Employment status case surprisingly returned back to First Tier Tribunal
Justine Riccomini considers the latest employment status case coming out of the Court of Appeal and wonders how far the case will go before it is finally decided.
The case decision of HMRC v Professional Game Match Officials Ltd (PGMOL), issued on 17 September 2021 and which concerns itself with the employment status of part-time professional football referees, has now been referred back to the First Tier Tribunal by the Court of Appeal. It is thought by many that the eventual final conclusions in this case may be likely to have an effect on other status cases pending decision, such as the 2019 case of Mantides, because PGMOL concentrates in the main on the principles of mutuality of obligation and control, which have been examined in some detail, and if the PGMOL case is to form a precedent, it will be likely to influence thinking in terms of how to consider these two principles in future.
The Court of Appeal decided that the FTT and UT had not placed a correct interpretation (i.e. they had “erred in law”) on the key employment status concepts of Mutuality of Obligation and control (FTT on both concepts; UT only on Mutuality) – and the Court of Appeal directed that the case should be remitted back to the FTT to consider, on the basis of its original findings of fact, whether there were sufficient mutuality of obligation and control in the individual contracts for those contracts to be contracts of employment.
The decision noted that it would not be appropriate for the Court of Appeal to make those assessments, which it said were “best made by a specialist fact-finding tribunal, not an appellate Court”.
In recent cases heard in respect of IR35, Off-payroll working arrangements, and general employment status matters, the trend has been for the courts to place an increasing reliance on the Ready Mixed Concrete case; in other words
“A contract of service exists if three conditions are fulfilled. (i) The servant agrees that, in consideration of a wage or other remuneration, he will provide his own work and skill in the performance of some service for his master. (ii) He agrees, expressly or impliedly, that in the performance of that service he will be subject to the other's control in a sufficient degree to make that other master. (iii) The other provisions of the contract are consistent with its being a contract of service.
This is not what happened here.
How did the FTT and UT “err in law”?
1.Mutuality of obligation
Whilst the FTT considered that the ability to terminate the contract by one party or the other broke the mutuality of obligation concept, the Court of Appeal considered that this was irrelevant – it was sufficient that the contract existed at all to prove the existence of mutuality.
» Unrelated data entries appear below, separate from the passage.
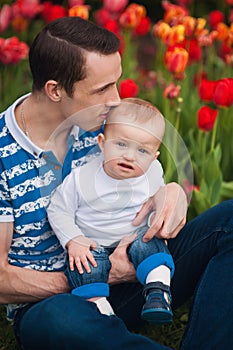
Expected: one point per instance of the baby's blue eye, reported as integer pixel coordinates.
(121, 144)
(142, 150)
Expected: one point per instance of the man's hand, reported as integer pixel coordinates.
(79, 251)
(170, 206)
(122, 269)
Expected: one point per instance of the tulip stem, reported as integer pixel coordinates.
(214, 132)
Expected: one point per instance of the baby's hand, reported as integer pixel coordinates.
(79, 251)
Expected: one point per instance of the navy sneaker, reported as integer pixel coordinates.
(157, 308)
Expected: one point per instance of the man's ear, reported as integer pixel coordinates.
(101, 140)
(53, 90)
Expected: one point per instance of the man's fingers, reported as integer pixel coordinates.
(145, 209)
(126, 241)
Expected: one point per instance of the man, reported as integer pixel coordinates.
(74, 65)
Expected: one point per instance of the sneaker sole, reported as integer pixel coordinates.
(158, 316)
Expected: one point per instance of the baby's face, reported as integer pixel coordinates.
(128, 150)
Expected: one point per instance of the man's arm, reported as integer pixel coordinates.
(19, 285)
(170, 206)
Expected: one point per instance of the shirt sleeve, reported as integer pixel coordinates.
(6, 209)
(155, 176)
(62, 209)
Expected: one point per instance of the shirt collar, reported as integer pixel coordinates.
(17, 133)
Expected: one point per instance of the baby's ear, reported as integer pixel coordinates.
(101, 140)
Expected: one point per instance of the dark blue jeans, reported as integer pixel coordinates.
(145, 256)
(203, 256)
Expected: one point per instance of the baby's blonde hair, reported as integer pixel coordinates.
(138, 112)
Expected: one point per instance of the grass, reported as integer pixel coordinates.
(169, 335)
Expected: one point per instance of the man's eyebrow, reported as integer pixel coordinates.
(102, 87)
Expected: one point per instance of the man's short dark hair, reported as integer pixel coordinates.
(58, 51)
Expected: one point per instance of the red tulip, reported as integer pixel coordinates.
(101, 16)
(143, 26)
(215, 17)
(51, 12)
(115, 5)
(176, 60)
(26, 8)
(193, 49)
(223, 92)
(5, 17)
(206, 89)
(206, 118)
(12, 50)
(128, 88)
(79, 11)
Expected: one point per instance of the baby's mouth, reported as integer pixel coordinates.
(125, 165)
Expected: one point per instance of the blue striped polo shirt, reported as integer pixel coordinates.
(28, 175)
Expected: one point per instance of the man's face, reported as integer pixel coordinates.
(98, 88)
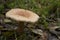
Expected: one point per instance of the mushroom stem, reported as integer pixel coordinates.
(21, 27)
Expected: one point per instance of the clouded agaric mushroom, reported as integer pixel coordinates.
(22, 15)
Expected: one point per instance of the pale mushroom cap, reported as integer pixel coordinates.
(22, 15)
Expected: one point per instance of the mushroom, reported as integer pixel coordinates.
(21, 16)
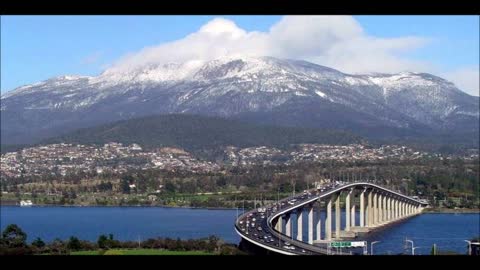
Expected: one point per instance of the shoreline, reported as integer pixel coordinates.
(137, 206)
(452, 211)
(426, 211)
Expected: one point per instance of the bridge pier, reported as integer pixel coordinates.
(362, 208)
(319, 223)
(288, 225)
(369, 209)
(352, 213)
(347, 211)
(384, 209)
(375, 210)
(337, 216)
(310, 225)
(279, 225)
(328, 220)
(300, 224)
(389, 208)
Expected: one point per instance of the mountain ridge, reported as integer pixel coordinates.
(233, 87)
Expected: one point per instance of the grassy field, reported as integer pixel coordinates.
(140, 252)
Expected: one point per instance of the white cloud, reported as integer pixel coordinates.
(91, 59)
(335, 41)
(466, 79)
(339, 42)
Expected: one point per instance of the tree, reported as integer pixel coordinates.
(14, 236)
(125, 186)
(38, 243)
(170, 187)
(102, 241)
(74, 243)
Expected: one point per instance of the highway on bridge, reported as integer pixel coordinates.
(256, 226)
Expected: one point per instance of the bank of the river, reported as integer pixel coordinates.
(451, 210)
(141, 251)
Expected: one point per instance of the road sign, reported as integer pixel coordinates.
(347, 244)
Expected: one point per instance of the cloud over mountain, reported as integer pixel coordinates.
(336, 41)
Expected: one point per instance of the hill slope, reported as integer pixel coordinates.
(194, 133)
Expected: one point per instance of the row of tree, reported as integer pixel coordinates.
(14, 242)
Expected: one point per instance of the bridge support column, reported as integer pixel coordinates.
(352, 214)
(319, 224)
(375, 210)
(279, 225)
(300, 224)
(347, 211)
(388, 208)
(337, 216)
(384, 209)
(362, 209)
(288, 225)
(370, 209)
(380, 208)
(396, 209)
(328, 220)
(310, 225)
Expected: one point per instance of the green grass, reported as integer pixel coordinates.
(141, 252)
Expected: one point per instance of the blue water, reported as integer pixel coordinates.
(125, 223)
(131, 223)
(447, 231)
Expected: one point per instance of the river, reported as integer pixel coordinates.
(447, 231)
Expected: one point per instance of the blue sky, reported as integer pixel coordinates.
(35, 48)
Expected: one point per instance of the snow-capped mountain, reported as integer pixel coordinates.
(264, 89)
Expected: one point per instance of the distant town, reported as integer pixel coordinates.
(62, 159)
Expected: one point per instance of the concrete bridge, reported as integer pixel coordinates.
(366, 207)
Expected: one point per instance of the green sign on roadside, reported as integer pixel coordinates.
(340, 244)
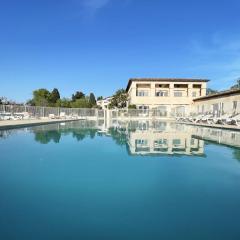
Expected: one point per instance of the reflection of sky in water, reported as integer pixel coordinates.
(139, 137)
(127, 180)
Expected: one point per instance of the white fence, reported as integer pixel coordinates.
(27, 112)
(16, 111)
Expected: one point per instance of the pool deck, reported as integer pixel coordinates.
(219, 126)
(10, 124)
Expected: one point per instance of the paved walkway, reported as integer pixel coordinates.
(8, 124)
(220, 126)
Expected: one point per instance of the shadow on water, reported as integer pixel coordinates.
(139, 137)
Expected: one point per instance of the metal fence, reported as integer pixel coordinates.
(33, 112)
(136, 113)
(28, 112)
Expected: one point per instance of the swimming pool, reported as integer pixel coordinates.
(129, 180)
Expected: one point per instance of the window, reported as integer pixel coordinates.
(143, 107)
(234, 107)
(162, 93)
(142, 93)
(177, 93)
(141, 142)
(176, 142)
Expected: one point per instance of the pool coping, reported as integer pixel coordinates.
(13, 124)
(218, 126)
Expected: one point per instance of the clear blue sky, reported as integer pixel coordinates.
(97, 45)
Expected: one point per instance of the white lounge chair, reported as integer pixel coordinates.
(223, 119)
(234, 120)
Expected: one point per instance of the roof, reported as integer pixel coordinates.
(219, 94)
(164, 80)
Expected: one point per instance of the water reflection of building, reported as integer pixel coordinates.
(220, 136)
(163, 138)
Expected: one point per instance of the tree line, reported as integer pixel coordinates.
(46, 98)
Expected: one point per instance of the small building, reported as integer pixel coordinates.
(104, 103)
(225, 102)
(165, 94)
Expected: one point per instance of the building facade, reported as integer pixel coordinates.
(104, 103)
(165, 94)
(226, 102)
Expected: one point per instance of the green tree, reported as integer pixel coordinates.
(77, 95)
(237, 85)
(54, 96)
(41, 97)
(119, 99)
(100, 98)
(64, 102)
(92, 100)
(132, 106)
(81, 103)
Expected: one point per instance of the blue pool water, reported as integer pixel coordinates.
(135, 180)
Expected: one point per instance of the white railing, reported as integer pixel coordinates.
(35, 112)
(15, 112)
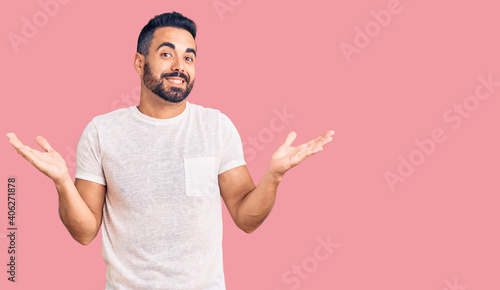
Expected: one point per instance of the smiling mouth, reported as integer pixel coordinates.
(176, 81)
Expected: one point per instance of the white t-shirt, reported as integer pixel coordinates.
(162, 219)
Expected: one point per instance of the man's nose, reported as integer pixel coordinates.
(177, 65)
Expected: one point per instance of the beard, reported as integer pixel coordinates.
(173, 94)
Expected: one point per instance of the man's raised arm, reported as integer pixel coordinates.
(81, 203)
(249, 205)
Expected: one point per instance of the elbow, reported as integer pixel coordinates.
(84, 241)
(248, 229)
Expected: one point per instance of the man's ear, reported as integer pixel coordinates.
(139, 61)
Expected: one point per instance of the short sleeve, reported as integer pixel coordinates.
(232, 148)
(88, 156)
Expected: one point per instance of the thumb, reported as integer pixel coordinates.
(289, 139)
(43, 143)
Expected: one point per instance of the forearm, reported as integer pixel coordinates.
(75, 214)
(257, 204)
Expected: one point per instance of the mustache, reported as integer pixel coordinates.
(176, 74)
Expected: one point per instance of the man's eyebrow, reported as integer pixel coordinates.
(166, 43)
(191, 50)
(172, 46)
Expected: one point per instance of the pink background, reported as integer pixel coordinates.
(438, 229)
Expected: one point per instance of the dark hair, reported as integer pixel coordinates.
(173, 19)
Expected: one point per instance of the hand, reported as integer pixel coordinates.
(49, 162)
(286, 156)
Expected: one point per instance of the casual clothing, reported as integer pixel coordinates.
(162, 220)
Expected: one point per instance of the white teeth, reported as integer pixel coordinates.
(176, 81)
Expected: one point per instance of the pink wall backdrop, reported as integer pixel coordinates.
(405, 197)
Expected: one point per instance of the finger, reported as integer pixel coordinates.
(14, 141)
(289, 139)
(44, 144)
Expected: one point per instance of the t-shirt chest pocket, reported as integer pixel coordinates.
(201, 176)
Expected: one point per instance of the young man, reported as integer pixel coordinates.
(153, 174)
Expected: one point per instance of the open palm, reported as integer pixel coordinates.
(48, 162)
(286, 156)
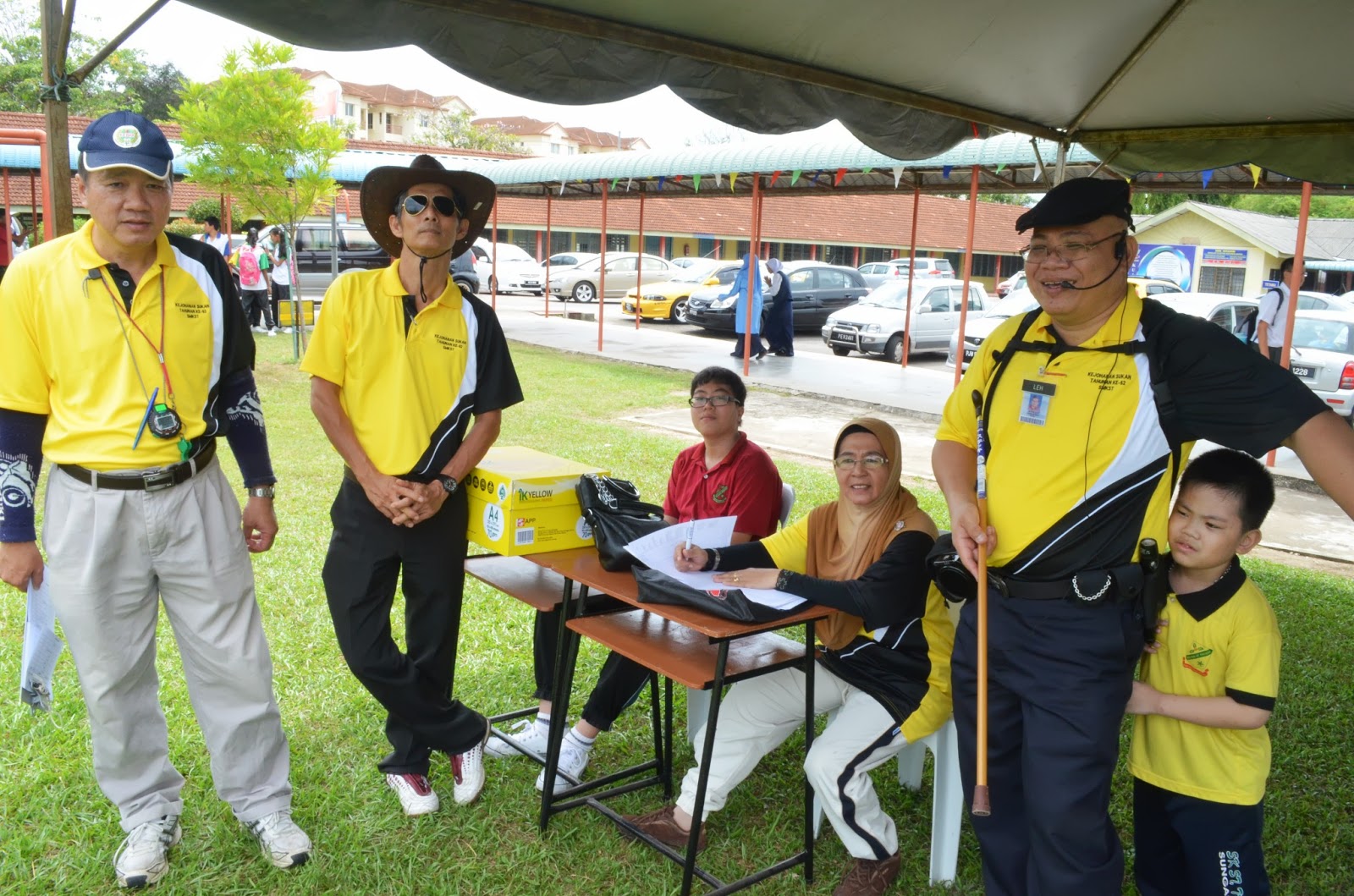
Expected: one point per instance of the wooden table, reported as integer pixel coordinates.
(681, 645)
Mutuality as a standalone factor did not convey the existence of an employment contract – it proved the existence of a contract – which could be one of employment or self-employment.
The Upper Tribunal had reached the same conclusions as the FTT on the issue of mutuality – that it had ceased to exist when the contract was terminated prematurely. The Court of Appeal concluded that they therefore also erred in law on this point. Added to this, the UT had been mistaken in aspects such as their interpretation of the relationship between individual and overarching contracts, and the presumption that an employer would be able to impose a form of sanction for breach of contract – but seeing as no such sanction existed, the referees could not be employed.
Turning to the concept of control – the Court of Appeal said the FTT had erred by concluding there was insufficient control to deem the referees to be employees, for two reasons. At paras 126 and 127 of the decision, Lady Justice Laing opined that the FTT had asked itself the wrong questions – first, by asking whether “PGMOL had ‘an even theoretical right to step in’ while the referee was actually officiating” which was too narrow – instead, they should have considered the overarching contract “amounted to a sufficient framework of control”.
Second, the FTT had erred by asking whether the training and assessment protocols had a significant impact on the level of control exerted over the referees. They concluded that it had not, when instead, Lady Justice Laing opined that it should have been possible for the FTT to realise that the training and assessment protocols provided an overarching framework for consistency of approach to refereeing – and thus, how the role was executed, by an ongoing and continuous process of review and reflection.
Added to this, the Court of Appeal decided the UT had been mistaken in their presumption that an employer would be able to impose a form of sanction for breach of contract – and seeing as no such sanction existed, the referees could not be employed. The Court of Appeal considered this to have been too narrow an interpretation, whereas consideration of the overarching nature of the contracts would have delivered a different result.
Cat amongst the pigeons
The Court of Appeal decided to refer the case back to the FTT so that it could consider, on the basis of its original findings of fact, whether there were sufficient mutuality of obligation and control in the individual contracts for those contracts to be contracts of employment.
The outcome remains to be seen, but this case does appear to be moving towards an HMRC victory following this judgement – and goes against what most status experts were thinking would happen.
One thing that is needed from this case is a precedent on how much weight mutuality of obligation actually carries when determining employment status so that tax advisers and employers understand what is required of them when making Status Determination Statements for off-payroll workers and when trying to grapple with and understand the employment status landscape generally.